Beinahe zweihundert Menschen bevölkerten den gediegenen Tagungsraum im dritten Stock des Plaza Hotels am Central Park South.

»… seit Jahrzehnten schon durch die Strömungsverhältnisse der Höhenwinde und den Corioliseffekt Feinstaub auf den Polkappen ab, der durch den Industrieausstoß und den Straßenverkehr entsteht«, erklärte der bekannte Klimatologe Professor Behring vom Kieler Institut für Umwelt und Meeresforschung in seinem Referat. »Die negative Beeinflussung des Reflektionsverhaltens der Eisoberfläche ist nicht von der Hand zu weisen – dadurch werden die oberen Schichten für die Energie des Sonnenlichts angreifbar. Dies führt unweigerlich zu einer Erwärmung in den oberen Gletscher- und Eisschichten und schließlich zu einem unumkehrbaren Abschmelzeffekt.«

»Ihre Ergebnisse sind beeindruckend, Professor Behring«, meldete sich ein Wissenschaftler aus der australischen Gruppe zu Wort. »Sie haben bislang aber nur Indizien, keine Beweise.«

»Natürlich gibt es für meine Theorie noch keine Langzeitstudien, jedoch weist die Analyse der bisherigen statistischen Daten eine klare Tendenz auf«, hielt Behring dagegen.

»Die Erwärmung der Atmosphäre um beinahe 0,5 Grad in den letzten Jahren ist ein klarer Beweis für den Treibhauseffekt«, rief ein weiterer Teilnehmer des Symposiums Professor Behring zu. »Nach einer Studie des Max-Planck-Instituts in München ist eine Erwärmung um elf Grad Celsius in den nächsten fünfzig Jahren möglich. Wärmere Durchschnittswerte wirken sich naturgemäß auf alle Strömungsverhältnisse unseres Planeten aus. Sei es in der Luft oder im Wasser. Auch das Wasser am Nordpol erwärmt sich dadurch stetig.«

»Feinstaubniederschlag ist eine weitere Ursache für einen beschleunigten Schmelzprozess«, fuhr Behring in seinen Ausführungen fort. »Es gab Zeiten, in denen weit mehr Rußpartikel und weitaus mehr Kohlendioxyd die Atmosphäre belasteten. Aber zusätzlich zum mittlerweile unumstrittenen globalen Erwärmungsprozess beschleunigt der Feinstaubniederschlag das Abschmelzen der Polkappen. Im Endeffekt bedeutet das, dass die Klimakatastrophe ein paar Jahre früher über uns hereinbrechen wird.«

»Erinnern Sie sich, Professor, eben in jener Zeit, als es weit höhere Konzentrationen an Kohlenstoff und Schwebteilchen in der Atmosphäre gab, ist, soviel ich weiß, das Leben im Wasser entstanden«, warf der Australier ein.
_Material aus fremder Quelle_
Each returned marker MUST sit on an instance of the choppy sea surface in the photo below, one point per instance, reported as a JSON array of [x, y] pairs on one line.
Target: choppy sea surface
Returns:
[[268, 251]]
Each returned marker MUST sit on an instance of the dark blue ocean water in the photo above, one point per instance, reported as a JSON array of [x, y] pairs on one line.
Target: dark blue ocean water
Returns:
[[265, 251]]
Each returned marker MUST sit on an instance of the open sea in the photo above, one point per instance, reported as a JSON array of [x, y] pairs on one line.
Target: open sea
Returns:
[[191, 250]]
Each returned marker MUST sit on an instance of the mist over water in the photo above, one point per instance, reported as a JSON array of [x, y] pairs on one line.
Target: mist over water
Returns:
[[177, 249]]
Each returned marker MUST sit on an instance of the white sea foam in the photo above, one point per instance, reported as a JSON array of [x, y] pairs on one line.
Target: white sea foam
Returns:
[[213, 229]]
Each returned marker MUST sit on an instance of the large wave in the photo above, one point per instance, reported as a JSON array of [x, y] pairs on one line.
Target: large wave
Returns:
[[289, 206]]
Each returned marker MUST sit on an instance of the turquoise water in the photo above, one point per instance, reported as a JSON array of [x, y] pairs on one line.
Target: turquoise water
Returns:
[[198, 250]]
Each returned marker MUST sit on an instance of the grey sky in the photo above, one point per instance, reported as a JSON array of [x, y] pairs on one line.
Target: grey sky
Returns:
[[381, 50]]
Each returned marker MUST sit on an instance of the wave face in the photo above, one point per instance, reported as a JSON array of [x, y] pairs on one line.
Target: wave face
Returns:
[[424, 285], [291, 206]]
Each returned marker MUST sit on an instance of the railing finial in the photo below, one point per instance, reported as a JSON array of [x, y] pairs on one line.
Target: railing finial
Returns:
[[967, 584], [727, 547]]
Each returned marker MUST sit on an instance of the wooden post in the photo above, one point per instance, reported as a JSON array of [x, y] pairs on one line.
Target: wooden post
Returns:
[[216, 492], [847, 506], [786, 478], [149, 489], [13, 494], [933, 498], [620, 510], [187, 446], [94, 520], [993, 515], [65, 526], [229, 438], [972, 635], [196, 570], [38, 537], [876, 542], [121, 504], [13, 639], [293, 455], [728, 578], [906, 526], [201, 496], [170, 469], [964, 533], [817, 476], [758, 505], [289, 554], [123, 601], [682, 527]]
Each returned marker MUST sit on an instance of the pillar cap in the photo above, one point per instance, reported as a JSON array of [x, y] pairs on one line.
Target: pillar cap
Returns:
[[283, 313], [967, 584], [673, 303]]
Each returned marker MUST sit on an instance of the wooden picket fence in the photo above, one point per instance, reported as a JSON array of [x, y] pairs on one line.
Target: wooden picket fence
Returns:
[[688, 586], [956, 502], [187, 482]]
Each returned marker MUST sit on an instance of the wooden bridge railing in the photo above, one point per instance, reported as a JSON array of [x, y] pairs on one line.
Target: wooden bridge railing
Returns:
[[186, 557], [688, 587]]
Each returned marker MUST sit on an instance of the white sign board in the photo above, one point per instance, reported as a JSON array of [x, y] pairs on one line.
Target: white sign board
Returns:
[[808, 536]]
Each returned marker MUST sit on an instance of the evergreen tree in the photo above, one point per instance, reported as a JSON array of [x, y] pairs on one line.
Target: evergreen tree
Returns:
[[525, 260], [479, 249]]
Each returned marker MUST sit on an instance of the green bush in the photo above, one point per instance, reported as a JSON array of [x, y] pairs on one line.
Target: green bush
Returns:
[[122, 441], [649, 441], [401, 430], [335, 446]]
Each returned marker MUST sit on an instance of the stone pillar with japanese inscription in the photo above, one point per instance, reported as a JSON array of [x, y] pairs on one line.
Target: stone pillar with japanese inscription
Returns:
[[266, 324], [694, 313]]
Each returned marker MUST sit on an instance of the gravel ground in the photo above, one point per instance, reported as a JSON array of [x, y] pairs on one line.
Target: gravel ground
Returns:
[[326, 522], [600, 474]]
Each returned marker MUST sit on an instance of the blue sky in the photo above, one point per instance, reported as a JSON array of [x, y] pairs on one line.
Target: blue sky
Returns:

Professor Behring ging nicht auf den Einwand ein, stattdessen klaubte er seine Notizblätter auf dem Rednerpult zusammen. Mit einer Verbeugung verließ er die Bühne. Wayne Chang hatte eine lebhafte Diskussion erwartet, doch Professor Behring schien offenbar keine Lust darauf zu haben.

Wayne hatte eine eigene Meinung zu diesem Thema. Für ihn gab es zahlreiche Faktoren, die das Wetter und die Umwelt negativ beeinflussten und zu einer globalen Erderwärmung führten. Unglücklicherweise kam ausgerechnet in dieser Epoche der Menschheitsgeschichte alles zusammen: Feinstaub, Kohlendioxyd, FCKW, das Ozonloch, die Abholzung der Regenwälder und damit die negative Beeinflussung des Luftaustauschs, dazu die Erwärmung der Ozeane durch Einleitungen von Warmwasser aus den Kraftwerken.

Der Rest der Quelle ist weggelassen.